Neo, there’s something “off” with your link to Thomas White– the highlighted words come directly back to your post.
In C S Lewis’s novel That Hideous Strength, the protagonist is a young sociologist who becomes increasingly involved with a very evil organization:
“This was the first thing Mark had been asked to do which he himself, before he did it, clearly knew to be criminal. But the moment of his consent almost escaped his notice; certainly, there was no struggle, no sense of turning a corner. There may have been a time in the world’s history when such moments fully revealed their gravity, with witches prophesying on a blasted heath or visible Rubicons to be crossed. But, for him, it all slipped past in a chatter of laughter, of that intimate laughter between fellow professionals, which of all earthly powers is strongest to make men do very bad things before they are yet, individually, very bad men.”

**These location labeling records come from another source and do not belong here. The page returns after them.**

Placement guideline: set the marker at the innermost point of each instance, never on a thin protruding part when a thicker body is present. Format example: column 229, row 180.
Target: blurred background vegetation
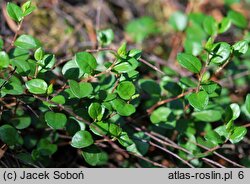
column 68, row 26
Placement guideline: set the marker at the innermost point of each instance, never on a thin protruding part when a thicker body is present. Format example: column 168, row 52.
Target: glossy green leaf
column 222, row 131
column 55, row 120
column 21, row 122
column 114, row 129
column 247, row 103
column 141, row 144
column 126, row 90
column 178, row 20
column 151, row 87
column 212, row 88
column 105, row 37
column 82, row 139
column 207, row 115
column 123, row 67
column 14, row 12
column 39, row 53
column 144, row 26
column 193, row 46
column 122, row 107
column 198, row 100
column 220, row 52
column 99, row 128
column 45, row 148
column 1, row 43
column 71, row 71
column 80, row 90
column 210, row 25
column 214, row 137
column 122, row 50
column 23, row 67
column 94, row 156
column 224, row 25
column 238, row 134
column 13, row 88
column 8, row 135
column 36, row 86
column 4, row 59
column 160, row 115
column 46, row 63
column 124, row 139
column 237, row 19
column 189, row 62
column 86, row 62
column 236, row 110
column 27, row 42
column 96, row 111
column 241, row 46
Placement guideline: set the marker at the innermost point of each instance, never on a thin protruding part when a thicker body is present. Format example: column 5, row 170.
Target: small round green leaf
column 23, row 67
column 71, row 71
column 160, row 115
column 86, row 62
column 198, row 100
column 82, row 139
column 237, row 19
column 99, row 128
column 21, row 122
column 36, row 86
column 207, row 115
column 9, row 135
column 220, row 52
column 55, row 120
column 236, row 111
column 241, row 46
column 126, row 90
column 80, row 90
column 214, row 137
column 94, row 156
column 124, row 139
column 39, row 53
column 114, row 129
column 247, row 103
column 4, row 59
column 238, row 134
column 210, row 25
column 122, row 107
column 189, row 62
column 96, row 111
column 224, row 25
column 14, row 11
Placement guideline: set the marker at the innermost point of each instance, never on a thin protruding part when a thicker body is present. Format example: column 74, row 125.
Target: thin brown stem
column 151, row 109
column 15, row 36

in so far as he wrote the wansee protocols, that dictated how many people would be killed, it strikes me how anyone could fall for the ‘banality of evil’ trope, his interviewer the dutch nazi sassen, had a son who was an arms dealer to places like the balkans some 40 years later,
Conjecture: Arendt’s unfortunate phrase has been widely misunderstood and therefore mocked and criticize; but she is in large part responsibility for that lack of clarity.
According to this conjecture, it would seem she meant “the SEEMING banality of evil”, since the Eichmann she witnessed looked, spoke and ACTED like a shlub of a bureaucrat.
Alas, evil can NEVER be banal, and certainly not the kind of evil that was Eichmann’s forte and trademark—which she something MUST have known. She after all is not everyone…
Hence, “the SEEMING…”
OTOH, maybe she didn’t know. Or didn’t want to know… Maybe with all that searing intelligence and formidable analytic ability, empathy was not her strong suit…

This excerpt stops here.